4 error(s) occurred:

collected metric ceph_osd_down label:<name:"cluster" value:"ceph" > label:<name:"osd" value:"osd.40" > label:<name:"status" value:"down" > gauge:<value:1 > was collected before with the same name and label values
collected metric ceph_osd_down label:<name:"cluster" value:"ceph" > label:<name:"osd" value:"osd.35" > label:<name:"status" value:"down" > gauge:<value:1 > was collected before with the same name and label values
collected metric ceph_osd_down label:<name:"cluster" value:"ceph" > label:<name:"osd" value:"osd.36" > label:<name:"status" value:"down" > gauge:<value:1 > was collected before with the same name and label values
collected metric ceph_osd_down label:<name:"cluster" value:"ceph" > label:<name:"osd" value:"osd.41" > label:<name:"status" value:"down" > gauge:<value:1 > was collected before with the same name and label values

When all OSDs online, everything work as expected.

Christian Berendt · Answer 1 · Mon Sep 17 2018 16:21:27 GMT+0800 (China Standard Time)

Any news here? This issue is a blocker because the luminous-2.0.0 tag is not usable at the moment because of this issue.

Vaibhav Bhembre · Answer 2 · Thu Sep 20 2018 06:11:39 GMT+0800 (China Standard Time)

Hi, would it be possible to share the output of ceph osd tree down -f json-pretty on your cluster? I have a hunch that OSDs in nodes and stray arrays might have overlapped.

localhost · Answer 3 · Thu Dec 20 2018 15:40:17 GMT+0800 (China Standard Time)

We have more than 30 clusters. so only use one。。。。。。 It seems there are duplicates values.

collected metric ceph_osd_down label:<name:"cluster" value:"xxxx-region-1" > label:<name:"osd" value:"osd.56" > label:<name:"status" value:"up" > gauge:<value:1 > was collected before with the same name and label values
collected metric ceph_osd_down label:<name:"cluster" value:"xxxx-region-1" > label:<name:"osd" value:"osd.169" > label:<name:"status" value:"up" > gauge:<value:1 > was collected before with the same name and label values
collected metric ceph_osd_down label:<name:"cluster" value:"xxxx-region-1" > label:<name:"osd" value:"osd.45" > label:<name:"status" value:"up" > gauge:<value:1 > was collected before with the same name and label values
collected metric ceph_osd_down label:<name:"cluster" value:"xxxx-region-1" > label:<name:"osd" value:"osd.158" > label:<name:"status" value:"up" > gauge:<value:1 > was collected before with the same name and label values
collected metric ceph_osd_down label:<name:"cluster" value:"xxxx-region-1" > label:<name:"osd" value:"osd.49" > label:<name:"status" value:"up" > gauge:<value:1 > was collected before with the same name and label values

localhost · Answer 4 · Thu Dec 20 2018 15:41:43 GMT+0800 (China Standard Time)

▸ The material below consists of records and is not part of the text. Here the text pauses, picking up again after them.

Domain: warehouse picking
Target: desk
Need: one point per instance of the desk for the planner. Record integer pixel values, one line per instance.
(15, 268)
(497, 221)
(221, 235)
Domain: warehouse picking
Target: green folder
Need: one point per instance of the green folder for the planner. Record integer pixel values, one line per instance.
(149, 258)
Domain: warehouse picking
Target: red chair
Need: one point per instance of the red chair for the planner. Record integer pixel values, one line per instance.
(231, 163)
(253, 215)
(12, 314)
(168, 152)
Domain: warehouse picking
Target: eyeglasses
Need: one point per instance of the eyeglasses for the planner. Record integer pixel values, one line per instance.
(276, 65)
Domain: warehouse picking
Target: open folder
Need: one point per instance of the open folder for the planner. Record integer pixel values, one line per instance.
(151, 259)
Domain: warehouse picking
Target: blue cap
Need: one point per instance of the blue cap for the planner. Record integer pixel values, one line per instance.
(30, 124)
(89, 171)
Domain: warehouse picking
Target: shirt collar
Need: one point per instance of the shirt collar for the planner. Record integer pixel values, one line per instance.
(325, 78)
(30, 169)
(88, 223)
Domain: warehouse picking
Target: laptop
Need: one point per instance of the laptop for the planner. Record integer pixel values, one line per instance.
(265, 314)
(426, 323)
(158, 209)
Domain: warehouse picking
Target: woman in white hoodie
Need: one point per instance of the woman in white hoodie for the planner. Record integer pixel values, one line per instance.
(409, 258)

Hi, would it be possible to share the output of ceph osd tree down -f json-pretty on your cluster? I have a hunch that OSDs in nodes and stray arrays might have overlapped.

How do I resolve this problem?

cause use command "ceph osd crush link xxxx"

Kyle · Answer 5 · Thu Mar 24 2022 02:37:04 GMT+0800 (China Standard Time)

Hi, this shouldn't be an issue anymore with our latest nautilus based release. Please re-open if you experience this again.